Those canvased in Regeneration Roadmap surveys and our wider research express significant doubt that conventional actors including government, the United Nations or multilateral institutions will address the problem, or that business can deliver adequate progress without substantial changes in the economic system. The global public believes “current social, environmental and economic challenges represent a bigger crisis than we have ever faced before,” and yet the public is also increasingly disengaged, with measures of concern across a range of environmental issues touching maximum low points in 2012 since GlobeScan began tracking concern in 1992. In addition, consumers are stuck, with the number of “deep green” consumers remaining fewer than one in five overall, and with almost no evidence of a rise in sustainable consumer behavior since 2008.
Amidst all of this, experts and the public express less trust in business and government than any other type of institution. However, they also express the highest expectations for their future leadership. With governments still falling short in terms of providing effective guidance on the national and international stage, Changing Tack concludes that companies, alone and in combination with other actors, face both the expectation and opportunity to chart the route forward on sustainable development in the near term, and that the question of the moment is how.
The mix of progress and failure to date makes clear that the sustainable development agenda is in the doldrums at precisely the moment when the need for action is most acute. New approaches and new leadership are required to re-invigorate progress, and business is being called upon to help provide them.
One reason the onus of leadership rests so much on business is that our modern economic system not only fosters growth and development, but also holds the potential to ensure reliable and efficient distribution (and stewardship) of the resources that the system consumes. To unlock this potential requires a focus on the private sector. In addition, inaction on sustainable development challenges poses risks to business models, investment and growth. It is not only possible but also in the private sector’s self-interest to help pilot the forward course.
Achieving sustainable development will require far greater effort than previously; the whole economic system must be carefully reshaped in order to exploit its strengths, so that future innovation and growth occur within planetary limits, taking into account the needs of present and future generations.
Changing Tack finds reasons to hope that the growing level and sophistication of business engagement on sustainable development could help achieve a tipping point; in spite of the real pressure it faces to deliver returns under existing market rules, the private sector appears capable of greater leadership. Without leaving anyone else behind, it’s time for business to take the helm.

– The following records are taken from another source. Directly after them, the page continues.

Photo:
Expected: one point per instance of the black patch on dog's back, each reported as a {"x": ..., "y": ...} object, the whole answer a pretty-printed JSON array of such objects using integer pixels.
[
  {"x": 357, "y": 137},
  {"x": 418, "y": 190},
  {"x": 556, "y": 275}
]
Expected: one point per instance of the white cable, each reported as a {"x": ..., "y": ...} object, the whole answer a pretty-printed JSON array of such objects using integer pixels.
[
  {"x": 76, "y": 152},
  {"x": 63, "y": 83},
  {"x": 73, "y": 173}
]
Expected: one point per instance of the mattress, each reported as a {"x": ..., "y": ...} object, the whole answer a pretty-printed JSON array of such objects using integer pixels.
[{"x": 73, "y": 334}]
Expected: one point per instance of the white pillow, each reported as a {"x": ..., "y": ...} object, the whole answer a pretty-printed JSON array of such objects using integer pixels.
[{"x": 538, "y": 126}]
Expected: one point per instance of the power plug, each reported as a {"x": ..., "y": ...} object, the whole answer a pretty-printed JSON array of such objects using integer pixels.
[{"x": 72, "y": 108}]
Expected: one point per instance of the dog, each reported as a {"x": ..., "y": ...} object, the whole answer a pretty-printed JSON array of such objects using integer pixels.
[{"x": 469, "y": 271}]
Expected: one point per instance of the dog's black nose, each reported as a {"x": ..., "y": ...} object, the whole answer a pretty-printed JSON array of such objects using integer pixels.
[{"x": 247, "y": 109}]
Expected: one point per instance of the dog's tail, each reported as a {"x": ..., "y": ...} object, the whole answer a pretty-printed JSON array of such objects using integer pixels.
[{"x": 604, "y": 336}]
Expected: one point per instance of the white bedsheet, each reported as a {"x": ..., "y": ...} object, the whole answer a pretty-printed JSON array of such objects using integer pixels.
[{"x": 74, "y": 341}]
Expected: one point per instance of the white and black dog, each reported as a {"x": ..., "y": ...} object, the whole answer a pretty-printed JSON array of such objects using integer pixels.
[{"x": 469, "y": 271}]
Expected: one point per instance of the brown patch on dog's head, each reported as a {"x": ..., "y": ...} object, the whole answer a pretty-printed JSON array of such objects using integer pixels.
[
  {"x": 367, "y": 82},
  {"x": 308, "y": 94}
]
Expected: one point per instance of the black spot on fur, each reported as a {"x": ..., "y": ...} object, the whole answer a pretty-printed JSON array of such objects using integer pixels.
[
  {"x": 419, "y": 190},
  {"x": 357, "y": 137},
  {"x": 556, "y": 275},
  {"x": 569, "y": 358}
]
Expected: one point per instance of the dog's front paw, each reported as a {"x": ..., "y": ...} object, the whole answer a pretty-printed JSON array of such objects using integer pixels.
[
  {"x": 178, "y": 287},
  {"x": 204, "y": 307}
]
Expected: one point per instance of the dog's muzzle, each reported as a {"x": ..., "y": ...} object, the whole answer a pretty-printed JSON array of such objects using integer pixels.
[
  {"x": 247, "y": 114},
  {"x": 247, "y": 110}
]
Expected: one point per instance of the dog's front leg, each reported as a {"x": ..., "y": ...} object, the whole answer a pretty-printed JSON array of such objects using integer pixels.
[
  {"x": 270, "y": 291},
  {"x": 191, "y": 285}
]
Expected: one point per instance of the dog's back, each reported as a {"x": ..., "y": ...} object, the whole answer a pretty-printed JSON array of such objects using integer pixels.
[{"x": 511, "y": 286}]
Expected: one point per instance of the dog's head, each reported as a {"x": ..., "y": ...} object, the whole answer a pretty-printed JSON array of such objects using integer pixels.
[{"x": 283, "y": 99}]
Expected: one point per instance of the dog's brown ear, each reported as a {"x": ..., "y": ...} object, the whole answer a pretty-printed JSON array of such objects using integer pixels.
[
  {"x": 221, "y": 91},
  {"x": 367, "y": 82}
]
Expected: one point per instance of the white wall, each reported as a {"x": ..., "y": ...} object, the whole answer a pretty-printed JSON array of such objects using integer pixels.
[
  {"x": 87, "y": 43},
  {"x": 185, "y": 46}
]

To guide companies embracing the imperative of sustainable development leadership, Changing Tack offers a prescription as to how leading businesses can optimize their own sustainability strategy and effort, inspire and pressure their peers and leaders from other sectors to follow suit, and best influence and accelerate wider systemic changes.
This recommendation plays out across six attributes of ‘extended’ leadership, the combination of things companies control and should do directly, plus the effect they can exert on the larger system. Pursued vigorously and in concert with one another, these six attributes will enable leading companies to navigate the uncertain, challenging waters ahead, ensuring safe passage for themselves and showing the way for others.
While a cohort of leading companies exhibit these attributes today, a significant leadership gap exists. In addition to the six leadership attributes suggested as essential to success, closing this gap requires creating an environment that enables and encourages solutions to be brought to scale and distributed at pace. Trust, collaboration and leadership are the enabling elements required.
Trust, collaboration and leadership each directly contribute to stronger corporate performance. Together they can help reset the operating context for business, making more likely the widespread adoption and scaling of Vision, Goals, Offer, Brand, Transparency and Advocacy as well as the related performance improvements and system changes necessary to deliver sustainable development.
Even in the face of present challenges, we remain optimistic that we can shape a sustainable economy by mid-century. This will require putting the pre-conditions in place during this decade to allow exponential progress from 2020 through 2050. It is time to set sail.